Die Löwin aus Cinque Terre: Laura Gottbergs dritter Fall
Sofia brach ab.
«Du musst es mir jetzt nicht erklären, Sofi. Wenn du weglaufen wolltest, dann war das schon in Ordnung. Aber mein Gefühl war auch in Ordnung. Und darüber können wir uns später unterhalten. Jetzt möchte ich eine Tasse Tee, eine Pizza aus der Kühltruhe und einfach mit euch allen in der Küche sitzen!»
Sofia nickte.
«Ich schäm mich vor … Ich weiß gar nicht, wie ich ihn nennen soll!» Sie stieß einen Laut aus, der wie Schluchzen klang.
«Nenn ihn doch einfach Angelo. So heißt er nämlich. Ach, Sofi, was ist denn so schwierig?» Laura streckte die Arme nach ihrer Tochter aus, und Sofia lehnte sich an ihre Schulter – zum Glück an die gesunde.
«Es ist … wegen Papa. Wenn du einen Freund hast, dann … wird es überhaupt nicht mehr gut!»
«Dein Papa und ich sind Freunde, Sofi. Und das ist wirklich gut. Aber Liebe ist etwas anderes.»
«Liebst du den Commissario?», schniefte Sofia.
«Ja, ich glaube schon.»
«Oh, Mama!» Sofia umklammerte ihre Mutter, atmete endlich tief durch, schluckte und sagte: «Ich mach die Pizze, du kannst dich einfach hinsetzen und Tee trinken.»
ALS LAURA sich am nächsten Morgen auf den Weg ins Präsidium machte, war sie noch immer verblüfft über den friedvollen Abend mit Angelo und den Kindern. Sie hatten ihnen von den Ereignissen in den Cinque Terre erzählt, von Nella und Simonetta, die für ihre Cousine Valeria kämpften. Sofia hatte aufmerksam zugehört, und Laura konnte in ihren Augen sehen, dass sie empfänglich war für die Verschwörung der Cabun-Frauen.
Luca dagegen war mehr am Abenteuer interessiert, am Kampf in den Weinbergen. Er fand es wunderbar, dass seine Mutter mit einer gusseisernen Bratpfanne um sich geschlagen hatte. Aber als sie endlich gute Nacht sagten, nahm Luca – ganz gegen seine Gewohnheit – Laura kurz in den Arm, und sie konnte in seinem Gesicht die Erleichterung darüber sehen, dass sie heil zurückgekommen war.
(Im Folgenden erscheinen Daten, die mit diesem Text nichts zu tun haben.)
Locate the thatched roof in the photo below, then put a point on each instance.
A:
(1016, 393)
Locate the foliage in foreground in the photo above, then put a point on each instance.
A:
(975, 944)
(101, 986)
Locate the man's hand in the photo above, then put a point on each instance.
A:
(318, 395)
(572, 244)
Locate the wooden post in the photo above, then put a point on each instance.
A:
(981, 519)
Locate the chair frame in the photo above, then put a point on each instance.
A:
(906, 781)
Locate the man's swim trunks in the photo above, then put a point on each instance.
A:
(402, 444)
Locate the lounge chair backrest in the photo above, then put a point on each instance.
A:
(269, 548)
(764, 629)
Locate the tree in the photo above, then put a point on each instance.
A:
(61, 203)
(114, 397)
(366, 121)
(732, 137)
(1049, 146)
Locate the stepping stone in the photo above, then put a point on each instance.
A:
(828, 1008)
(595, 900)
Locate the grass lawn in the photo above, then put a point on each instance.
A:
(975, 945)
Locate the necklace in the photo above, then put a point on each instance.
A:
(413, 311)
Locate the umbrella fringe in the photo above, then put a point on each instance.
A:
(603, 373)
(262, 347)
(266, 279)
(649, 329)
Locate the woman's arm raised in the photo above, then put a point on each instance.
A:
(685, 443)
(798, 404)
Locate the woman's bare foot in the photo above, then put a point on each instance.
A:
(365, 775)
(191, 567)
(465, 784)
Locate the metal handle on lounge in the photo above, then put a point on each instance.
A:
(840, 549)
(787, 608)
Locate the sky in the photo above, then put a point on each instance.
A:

An diesem Morgen fiel es ihr schwer, sich auf die Arbeit einzustellen. Eigentlich war sie mit der Verwunderung beschäftigt, dass Angelo tatsächlich da war – in ihrer Wohnung, in München –, dass es ihr kein Unbehagen verursachte, dass ihre Kinder es einigermaßen ertrugen, dass sich alles eigentlich ganz gut anfühlte … Mal abgesehen von ihrer Schulter, die noch immer sehr schmerzte.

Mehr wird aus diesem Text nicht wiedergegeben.